Wednesday, 8 June 2011

Happy Bible Reading!

In this 400th anniversary year of the publication of the Authorised/King James Version of the Bible, there is a lot of emphasis on the Bible and the value of reading it.

Three of my very special Bibles – and I have a number – are all KJVs. My first Bible – so far as I can remember – was my Boys’ Brigade Bible received in 1967, followed by my Crusaders’ Bible in 1969.

Another very special Bible for me is that received on the day of my ordination in 1979.

Of course, these days I use many different versions. How wonderful that the Bible speaks to us in our language just as it did in 1611. My Spanish Bible reminds me of my time in Panama and the ‘Good As New’ version is one of the contemporary language versions that helps me bring things up to date. May the Bible continue to be special to all of us, inspiring and guiding us, helping us to be the Church. Happy Bible reading!

                                         

Sunday, 5 June 2011

John Wesley's Journal

I have just started reading John Wesley's Journal.  It is one of those - or in this case eight volumes of those - that has been lying on my bookshelf for quite a while.  It was a gift from my (Methodist Minister) father-in-law when he retired.  As I am on sabbatical across the summer, it is one of my (many) reading projects.

I am struck by the commitment of Wesley and his associates.  Their determination to discover and follow what God wanted of them is a really good model.  The 'holy club' they formed is the kind of thing that many of us could do with.
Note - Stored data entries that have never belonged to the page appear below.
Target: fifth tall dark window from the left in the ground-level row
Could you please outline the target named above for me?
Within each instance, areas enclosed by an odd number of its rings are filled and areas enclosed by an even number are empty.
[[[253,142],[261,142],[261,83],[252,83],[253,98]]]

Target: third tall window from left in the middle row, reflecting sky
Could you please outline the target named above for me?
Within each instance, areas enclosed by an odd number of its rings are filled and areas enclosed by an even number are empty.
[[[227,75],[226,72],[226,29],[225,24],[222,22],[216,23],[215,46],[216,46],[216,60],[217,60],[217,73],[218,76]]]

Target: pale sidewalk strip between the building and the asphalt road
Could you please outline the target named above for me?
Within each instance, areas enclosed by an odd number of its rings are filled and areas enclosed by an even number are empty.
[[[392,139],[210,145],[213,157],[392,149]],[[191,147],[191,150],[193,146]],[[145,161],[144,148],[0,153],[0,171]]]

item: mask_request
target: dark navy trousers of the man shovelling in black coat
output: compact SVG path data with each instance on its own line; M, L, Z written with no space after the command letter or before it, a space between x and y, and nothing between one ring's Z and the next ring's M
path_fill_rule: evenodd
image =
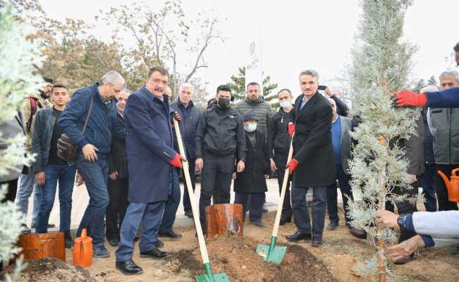
M312 230L310 214L306 207L307 188L292 188L292 208L298 232L322 239L325 224L326 187L312 188ZM312 232L311 232L312 231Z

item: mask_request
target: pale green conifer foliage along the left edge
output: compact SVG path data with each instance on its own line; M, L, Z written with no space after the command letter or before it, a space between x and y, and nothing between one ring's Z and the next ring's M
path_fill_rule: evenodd
M11 121L18 114L24 101L24 94L37 92L43 83L37 68L41 68L44 57L38 44L30 42L27 36L32 30L24 23L15 19L11 4L0 3L0 123ZM7 149L0 151L0 176L8 173L9 169L18 169L16 164L23 161L29 165L32 156L25 156L25 136L12 138L2 136L0 140ZM7 190L0 187L0 262L11 259L20 251L16 247L21 231L24 215L17 212L13 202L1 202L6 197ZM16 261L17 268L6 281L18 278L23 269L22 258Z

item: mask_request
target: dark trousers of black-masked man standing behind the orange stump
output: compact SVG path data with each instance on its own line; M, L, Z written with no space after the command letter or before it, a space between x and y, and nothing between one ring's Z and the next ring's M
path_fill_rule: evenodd
M231 200L230 187L234 171L234 154L219 156L205 152L202 159L204 166L201 173L200 220L204 231L206 226L205 210L210 205L214 186L216 185L220 190L219 204L229 204Z

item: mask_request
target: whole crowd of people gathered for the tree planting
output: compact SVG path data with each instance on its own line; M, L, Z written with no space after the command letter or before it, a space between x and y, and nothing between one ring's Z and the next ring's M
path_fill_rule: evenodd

They were willing to engage in great adventure and risk because they felt it was what God wanted of them.  How ready are we to encourage and challenge our friends in responding to God's call - and to go wherever it takes us?

Saturday, 4 June 2011

The Church Has Got Talent

Tonight has been the final of the Britain's Got Talent Show for 2011.  It's an annual search through a mass of acts, many of them quite appalling, to find one that is really something special.  Indeed, as usually happens, they found several that could be regarded as special, though only one could be the winner.  However, as always, part of the story was the unexpected opportunity for talent to emerge.

I think there is a parallel with the church.  Too often we can lack confidence and are unsure of where we are going.  We need to remind ourselves to put our confidence in God.  As I go around, of course I see churches that are struggling.  I see churches that face problems.  But I also see so many good things that are happening.  God has equipped us with so much potential.  The Church has got talent - let's use it!

Friday, 3 June 2011

Thinking Ahead - Advent and Christmas

It may seem far too early to be thinking of Advent and Christmas in June - but I have spent the last couple of evenings helping to run events to encourage churches to be thinking well ahead.  We were encouraging them to plan to make the best use of one of the church's most significant missional opportunities.  I suspect that the time of year when we are most likely to attract non-church people to church is around Christmas.

For me, personally, Easter is our biggest festival - but I think that Christmas has the bigger impact on the world outside.  So we shared ideas around how to make the best use of nativities and carol services, how we can use Christmas lunches and Christmas fairs as opportunities to communicate the true Christmas message, and a range of things that we had done.

One person told of having a nativity set in a special box with messages that was then "hosted" with a different family each night through Advent.  Could that be worked in a school with sympathetic staff?  Someone else talked of putting pictures up in the church windows through Advent as a kind of large-scale Advent calendar.  Someone else spoke of giving away mince pies.

The wonder of Christmas must have really those who experienced the original version!  How can we recapture that and share it in our day?